The 47-year-old actor plays a real-life former officer, Detective Superintendent Stephen Fulcher, who quit the force in 2014 after being disciplined for gross misconduct for breaching police protocol to catch killer Christopher Halliwell, in 'A Confession'.

Fulcher arrested Halliwell in 2011 for the murder of Sian O'Callaghan and also got him to confess to killing Becky Godden years earlier and Martin believes Fulcher was unfairly treated.

He told the Daily Mirror newspaper: "It's one of those things where you go, 'I can't believe that. He's been properly done there'. And not only has he been done, but it's someone who you really do want working for us.

"There aren't enough police on the ground. You're going to get rid of good ones as well? It's a very dodgy road to go down, I think, for us as a society."

Martin previously insisted he wasn't nervous about the potential controversies in telling the story of Detective Superintendent Fulcher and he thinks Jeff Pope's six part ITV true crime drama has found "a very human way" of dealing with things.

He said: "I think sometimes I've been wrong not to feel that [wariness], in the past. I've taken decisions in my professional life where, in hindsight - not many, but occasionally in hindsight - where I probably should have thought of that.

"Someone will be offended by this. Some will think we've gone too far, or not far enough. But for me, it's a very human way of telling the story of... well, obviously the tragedy is young women being murdered. That's the real tragedy.

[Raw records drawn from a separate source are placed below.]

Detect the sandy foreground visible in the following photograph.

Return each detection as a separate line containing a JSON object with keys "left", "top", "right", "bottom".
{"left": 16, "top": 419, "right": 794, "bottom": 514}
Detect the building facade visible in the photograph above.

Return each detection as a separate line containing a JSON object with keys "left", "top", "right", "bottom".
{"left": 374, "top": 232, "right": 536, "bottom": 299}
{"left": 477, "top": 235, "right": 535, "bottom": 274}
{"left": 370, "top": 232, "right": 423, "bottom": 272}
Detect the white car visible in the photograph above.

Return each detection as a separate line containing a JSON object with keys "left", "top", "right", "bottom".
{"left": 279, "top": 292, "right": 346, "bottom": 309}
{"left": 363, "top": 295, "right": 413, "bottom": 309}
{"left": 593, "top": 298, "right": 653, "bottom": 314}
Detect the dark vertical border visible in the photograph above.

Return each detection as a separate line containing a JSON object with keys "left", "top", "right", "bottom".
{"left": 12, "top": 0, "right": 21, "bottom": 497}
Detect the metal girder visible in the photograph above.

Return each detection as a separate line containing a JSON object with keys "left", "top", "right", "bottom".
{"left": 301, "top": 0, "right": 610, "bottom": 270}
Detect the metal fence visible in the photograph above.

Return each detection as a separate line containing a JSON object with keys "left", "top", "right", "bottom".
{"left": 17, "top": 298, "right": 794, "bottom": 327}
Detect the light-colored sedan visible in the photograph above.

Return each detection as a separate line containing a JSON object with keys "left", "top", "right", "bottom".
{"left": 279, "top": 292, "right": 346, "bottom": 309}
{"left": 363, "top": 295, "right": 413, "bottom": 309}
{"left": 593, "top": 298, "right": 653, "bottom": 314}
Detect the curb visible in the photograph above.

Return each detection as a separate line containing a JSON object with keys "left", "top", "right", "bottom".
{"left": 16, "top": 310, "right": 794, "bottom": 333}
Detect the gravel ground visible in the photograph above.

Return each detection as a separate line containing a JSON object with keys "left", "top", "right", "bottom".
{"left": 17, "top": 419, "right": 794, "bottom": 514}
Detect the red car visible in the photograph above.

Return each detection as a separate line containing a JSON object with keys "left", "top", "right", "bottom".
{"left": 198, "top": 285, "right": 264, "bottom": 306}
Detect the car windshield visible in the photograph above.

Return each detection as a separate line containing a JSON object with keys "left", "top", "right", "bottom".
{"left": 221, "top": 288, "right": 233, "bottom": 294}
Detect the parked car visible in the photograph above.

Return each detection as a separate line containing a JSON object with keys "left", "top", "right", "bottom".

"But beyond that, secondary to that, is the tragedy that Steve Fulcher and his family went through. He was a man trying to do the right thing, and he paid a very, very high price for it."

DI Fulcher resigned after failing to caution Halliwell and interrogating him without legal representation present, and although these actions compromised the subsequent court case, the confession did mean the killer was jailed for the murders of Becky and Sian.

Martin added: "My sympathy and my empathy is certainly with Steve Fulcher, let's put it that way, and not just because I've played him. I don't know how anyone could say he did the wrong thing, morally.

"I'm also somebody who believes passionately that police have to be accountable. Of course they do. But still, morally, I'd much rather coppers like him were out there."